Almost at the same time that his wife left Alexey Alexandrovitch there had come to him that bitterest moment in the life of an official--the moment when his upward career comes to a full stop. This full stop had arrived and everyone perceived it, but Alexey Alexandrovitch himself was not yet aware that his career was over. Whether it was due to his feud with Stremov, or his misfortune with his wife, or simply that Alexey Alexandrovitch had reached his destined limits, it had become evident to everyone in the course of that year that his career was at an end. He still filled a position of consequence, he sat on many commissions and committees, but he was a man whose day was over, and from whom nothing was expected. Whatever he said, whatever he proposed, was heard as though it were something long familiar, and the very thing that was not needed. But Alexey Alexandrovitch was not aware of this, and, on the contrary, being cut off from direct participation in governmental activity, he saw more clearly than ever the errors and defects in the action of others, and thought it his duty to point out means for their correctio
n.

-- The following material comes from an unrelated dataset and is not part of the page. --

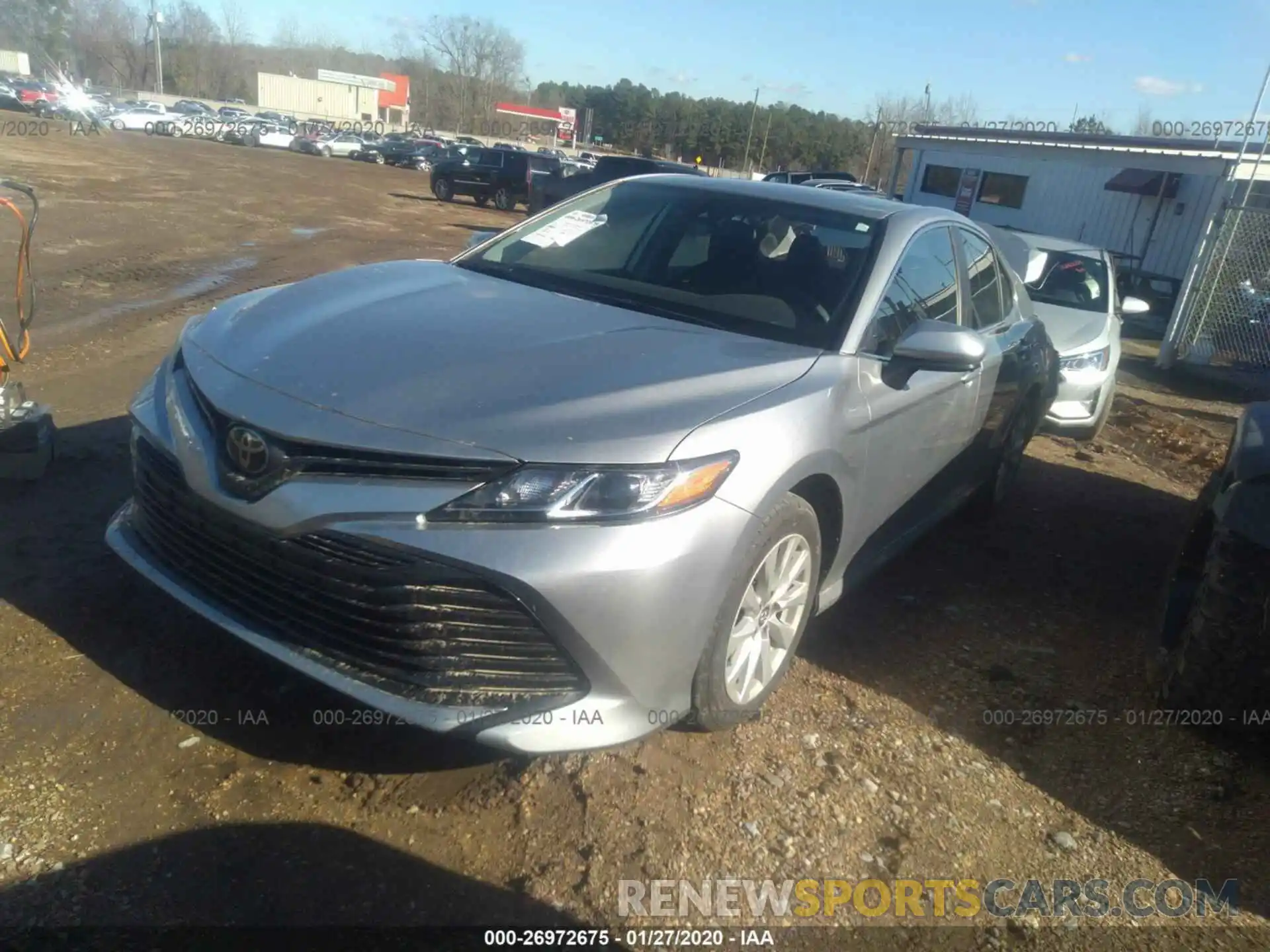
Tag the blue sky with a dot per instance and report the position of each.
(1033, 60)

Shortly after his separation from his wife, he began writing his first note on the new judicial procedure, the first of the endless series of notes he was destined to write in the future.

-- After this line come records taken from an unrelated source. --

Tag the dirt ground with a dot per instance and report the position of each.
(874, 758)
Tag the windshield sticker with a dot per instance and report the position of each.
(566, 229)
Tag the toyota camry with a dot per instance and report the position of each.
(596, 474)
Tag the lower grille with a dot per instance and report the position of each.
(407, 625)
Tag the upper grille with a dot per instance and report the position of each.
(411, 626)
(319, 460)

Alexey Alexandrovitch did not merely fail to observe his hopeless position in the official world, he was not merely free from anxiety on this head, he was positively more satisfied than ever with his own activity.

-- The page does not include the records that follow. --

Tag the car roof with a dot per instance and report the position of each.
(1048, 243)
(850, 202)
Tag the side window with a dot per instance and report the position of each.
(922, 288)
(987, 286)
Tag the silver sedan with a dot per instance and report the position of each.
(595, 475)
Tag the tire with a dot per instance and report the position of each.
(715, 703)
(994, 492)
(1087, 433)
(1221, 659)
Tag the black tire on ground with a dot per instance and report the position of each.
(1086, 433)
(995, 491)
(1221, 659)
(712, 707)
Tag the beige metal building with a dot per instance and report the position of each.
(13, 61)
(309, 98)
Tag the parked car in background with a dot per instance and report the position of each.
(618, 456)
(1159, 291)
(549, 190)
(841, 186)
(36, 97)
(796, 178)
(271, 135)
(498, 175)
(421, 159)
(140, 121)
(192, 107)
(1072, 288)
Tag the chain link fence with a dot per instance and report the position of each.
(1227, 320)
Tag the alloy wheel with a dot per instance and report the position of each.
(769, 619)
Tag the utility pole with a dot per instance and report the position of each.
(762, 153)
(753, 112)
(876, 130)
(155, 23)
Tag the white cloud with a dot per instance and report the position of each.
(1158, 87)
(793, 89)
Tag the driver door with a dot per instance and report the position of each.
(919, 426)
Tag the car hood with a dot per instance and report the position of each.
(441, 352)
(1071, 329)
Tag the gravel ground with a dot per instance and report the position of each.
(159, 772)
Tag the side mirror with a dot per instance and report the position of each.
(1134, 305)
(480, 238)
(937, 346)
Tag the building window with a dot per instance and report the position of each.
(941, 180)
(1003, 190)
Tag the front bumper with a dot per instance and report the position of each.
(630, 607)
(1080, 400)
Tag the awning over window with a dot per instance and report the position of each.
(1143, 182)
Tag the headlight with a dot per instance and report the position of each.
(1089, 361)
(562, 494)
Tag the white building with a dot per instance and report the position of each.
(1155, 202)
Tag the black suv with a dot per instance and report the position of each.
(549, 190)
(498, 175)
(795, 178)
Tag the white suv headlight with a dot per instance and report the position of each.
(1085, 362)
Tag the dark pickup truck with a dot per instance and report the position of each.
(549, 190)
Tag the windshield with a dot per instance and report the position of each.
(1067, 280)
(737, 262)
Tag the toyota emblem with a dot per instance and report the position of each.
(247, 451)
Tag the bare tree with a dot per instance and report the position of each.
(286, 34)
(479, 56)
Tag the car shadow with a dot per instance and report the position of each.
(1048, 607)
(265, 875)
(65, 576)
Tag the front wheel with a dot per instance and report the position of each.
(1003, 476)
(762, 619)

"He that is unmarried careth for the things that belong to the Lord, how he may please the Lord: But he that is married careth for the things that are of the world, how he may please his wife," says the Apostle Paul, and Alexey Alexandrovitch, who was now guided in every action by Scripture, often recalled this text. It seemed to him that ever since he had been left without a wife, he had in these very projects of reform been serving the Lord more zealously than before.
The unmistakable impatience of the member of the Council trying to get away from him did not trouble Alexey Alexandrovitch; he gave up his exposition only when the member of the Council, seizing his chance when one of the Imperial family was passing, slipped away from him.
Left alone, Alexey Alexandrovitch looked down, collecting his thoughts, then looked casually about him and walked towards the door, where he hoped to meet Countess Lidia Ivanovna.